One of the most important (and difficult) things a church technical director needs to learn is how to determine what is important. We have a never-ending list of things to do, work on, fix, set up, prepare for and take down. There are events to cover, volunteers to train, plans to make and systems to upgrade. Based on my conversations with dozens and dozens of TDs over the years, I think we could all easily fill a few pages with the projects we feel we need to work on.
Obviously, can’t work on all those projects at once. We don’t have the time or the budget to do everything. That means we must prioritize. And that’s where we can get into trouble.
Before we start attacking our list, we need to determine what is important. The problem is, what is important to us may not be important to our leadership. And as my friend Van says, what is important to the Sr. Pastor is what is important. Everything else? Not so much.
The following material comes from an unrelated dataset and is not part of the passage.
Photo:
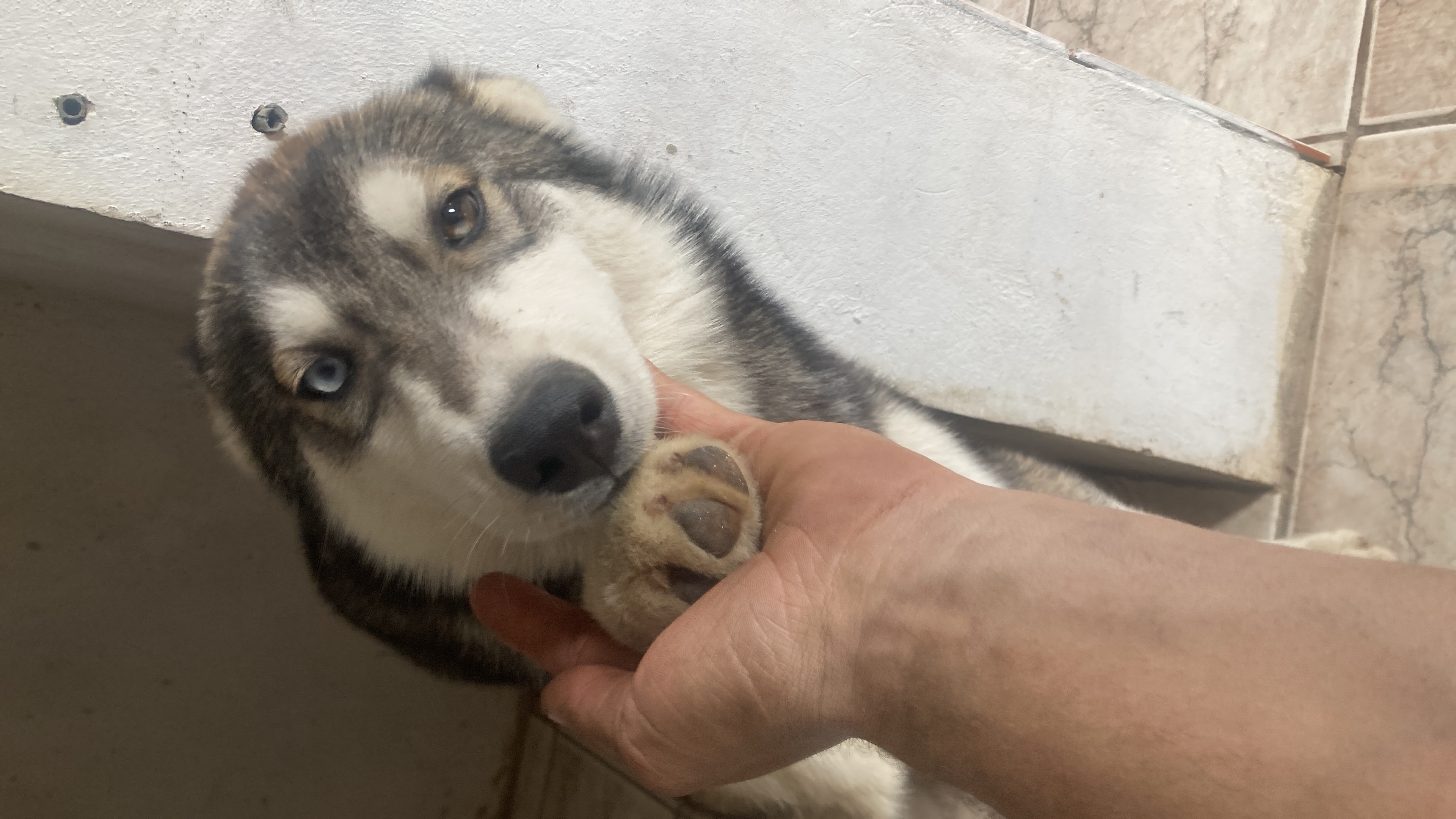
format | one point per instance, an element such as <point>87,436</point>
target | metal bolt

I’ve said may times before that what we do is as much about people as it is about technology (regardless of how we feel about that). If we are going to be successful as a TD, we need to learn how to figure out what is important to senior leadership, and make those things priority.
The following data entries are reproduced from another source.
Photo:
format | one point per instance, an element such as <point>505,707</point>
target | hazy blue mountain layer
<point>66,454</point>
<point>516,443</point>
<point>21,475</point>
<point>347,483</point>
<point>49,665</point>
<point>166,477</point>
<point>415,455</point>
For example, one of the things that is very important to our senior leadership is consistency. They don’t really care for big changes. So we have to move slowly and incrementally improve things. When we take a really big swing at something, we usually get pushback. Audio is a high value as well; it needs to be clear, mixed well, not too loud and—you guessed it—consistent. Video is not as important. So I spend a lot more time tweaking our audio systems and training that team than I do on the video system (much to the chagrin of the video team).
Long-time readers will also know that I consider being a TD a long game. We really can’t measure things in terms of months, but in terms of years. And this is where it gets interesting. If we spend a good amount of time building trust with leadership, focusing on the things that are important to them, improving those things and demonstrating progress, we will get increasing amounts of time, budget and leeway to work on the projects that are important to us.
Trouble comes when we reverse that process. I know guys who have gone into a new situation and immediately started making changes to suit their preferences. They often get a lot of negative feedback from leadership and it starts the relationship off on the wrong foot. It then takes months or years to rebuild that trust—if it is ever rebuilt.
The better plan is to come in and not make any changes for a while. Learn the systems and the people. Figure out what is important—to leadership, not to you—and start working on those things. Once we demonstrate progress on the issues that are troubling management, then we can working on the things we deem important.
As much as we might think we know best (and honestly, sometimes we do), it doesn’t matter. The technical director is a servant role; we serve the needs of the worship leader and senior pastor. Take care of those needs, and you get the freedom to do what you want to do. Start off doing what you want, and your life will be full of strife.
What have you found to be important in your church, and how have you addressed it?